Shuttleworth: Losing graciously

Posted Feb 19, 2014 18:48 UTC (Wed) by smurf (subscriber, #17840)
In reply to: Shuttleworth: Losing graciously by HelloWorld
Parent article: Shuttleworth: Losing graciously

> The reason devices are exposed as “files” in /dev is precisely that
> one can do things like access control just as if they were proper files.

"It behaves like a plain file" doesn't work for quite a few device nodes, and most Linux subsystems are not controlled by echo: You don't emit sound by "cat rhapsody.wav >/dev/snd" these days, and you don't resize a LVM partition by "echo 10TB >/sys/devices/virtual/block/volgroup/master/varlog/size".

This is Linux. This is not Plan 9 where you can open a TCP connection with mkdir. cgroupfs is fine for introspection, but control? that always seemed a bit unnatural to me.

Besides, pragmatically, a sensible "cgroupctl"-style program will have a --help option and a manpage. To me that seems a lot more useful than traipsing around in cgroupfs and wondering which magic mkdir+echo+mv combo I need to evoke to limit my disk copy program's memory usage.

Shuttleworth: Losing graciously

Posted Feb 19, 2014 20:22 UTC (Wed) by HelloWorld (guest, #56129) [Link] (9 responses)

> "It behaves like a plain file" doesn't work for quite a few device nodes,
So what? Just because you can't read(2) or write(2) to some device nodes doesn't mean you need to use another interface for things like poll(2) or chmod(2). Stop thinking about the “file system” and start thinking about a general hierarchical namespace for all kinds of objects. This is where we are today with files, sockets, fifos, devices files etc.. It's only natural to extend that further.

> This is Linux. This is not Plan 9 where you can open a TCP connection with mkdir.
Uh, I know this is Linux and not Plan 9. How is that supposed to be an argument? We should learn from Plan 9 instead of taking that kind of “us vs. them” stance.

> cgroupfs is fine for introspection, but control? that always seemed a bit unnatural to me.
And to me it seems unnatural that access control for cgroups is supposed to be done through a completely different mechanism than access control to files or devices. Though I agree with you that the current cgroups API isn't ideal.
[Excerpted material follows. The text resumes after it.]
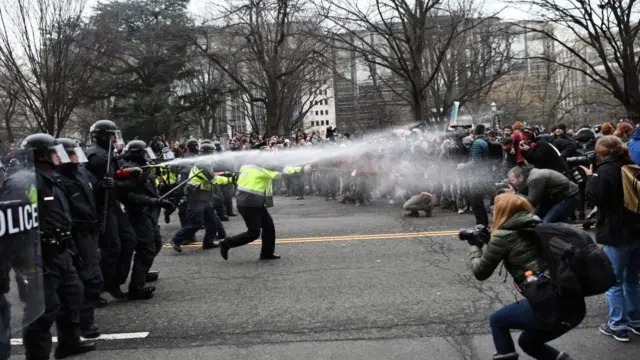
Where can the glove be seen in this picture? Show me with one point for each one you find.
(168, 205)
(107, 183)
For one thing, I think the natural thing is to use
ln /proc/42 /sys/fs/cgroup/yaddah/cgroup.procs
and not
echo 42 > /sys/fs/cgroup/yaddah/cgroup.procs
to add processes to a cgroup.

Shuttleworth: Losing graciously

Posted Feb 19, 2014 21:17 UTC (Wed) by smurf (subscriber, #17840) [Link] (8 responses)

> And to me it seems unnatural that access control for cgroups
> is supposed to be done through a completely different mechanism
> than access control to files or devices

I strongly suspect that the main reason for that is because you're used to it.

> ln /proc/42 /sys/fs/cgroup/yaddah/cgroup.procs

Linking.
Across file systems.
Yeah, right.

Sorry, but this is the point where I stop responding to you.

Shuttleworth: Losing graciously

Posted Feb 19, 2014 21:44 UTC (Wed) by HelloWorld (guest, #56129) [Link] (7 responses)

> Linking.
> Across file systems.
> Yeah, right.
So what? It's not allowed for conventional file systems because it doesn't make sense there. It does make sense for this case, so there's no reason for it not to be allowed.

> Sorry, but this is the point where I stop responding to you.
You're doing as if I had somehow offended you. I haven't.

Shuttleworth: Losing graciously

Posted Feb 19, 2014 22:06 UTC (Wed) by mathstuf (subscriber, #69389) [Link] (6 responses)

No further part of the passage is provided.